PSI, Anak-anak Muda Berjiwa Tua

Oleh : Bosman Batubara (Pengamat dan Aktivis Reforma Agraria)

Saya melihat bahwa Partai Solidaritas Indonesia (PSI), adalah partai para anak-anak muda berpaham (berjiwa) tua. Saya sebut demikian karena dua alasan. Pertama, tidak ada kementerian kooperasi dalam disain kabinet yang mereka keluarkan. Kedua, mereka menggabungkan kementerian infrastruktur dan agraria.

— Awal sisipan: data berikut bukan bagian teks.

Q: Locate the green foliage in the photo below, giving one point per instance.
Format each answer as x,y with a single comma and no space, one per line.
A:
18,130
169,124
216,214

Saat ini di Indonesia, banyak sekali orang mendiskusikan dan membentuk kooperasi. Di segala sektor, misalnya, kedai kopi, media, perusahaan air perkotaan, toko, perkebunan, lembaga riset, lembaga keuangan, kepemilikan tanah, sistem manajemen penyediaan perumahan perkotaan, dan sebagainya. Ada yang sudah berhasil dan memiliki aset triliunan rupiah. Ada yang masih merangkak. Ada yang masih wacana. Namun, poinnya adalah: kooperasi sekarang, diakui atau tidak, menjadi salah satu bentuk badan ekonomi zaman now Indonesia. Dan yang tak kalah menggembirakan adalah, banyak dari kelompok-kelompok ini adalah anak-anak muda berusia 20 dan 30-an.

Dugaan saya, salah satu penyebab munculnya kooperasi menjadi satu diskursus dan praksis yang sangat berkembang di Indonesia belakangan ini adalah ketimpangan yang sudah sangat tinggi. Saya tidak perlu membahas ketimpangan itu di status ini. Masalah itu sudah didiskusikan di banyak tempat, oleh berbagai kalangan.

Namun, pendapat saya, corak produksi kapitalisme dalam dirinya mengandung masalah yang menyebabkan ketimpangan. Ini terjadi lewat hukum konsentrasi, sentralisasi, dan akumulasi dalam kapitalisme.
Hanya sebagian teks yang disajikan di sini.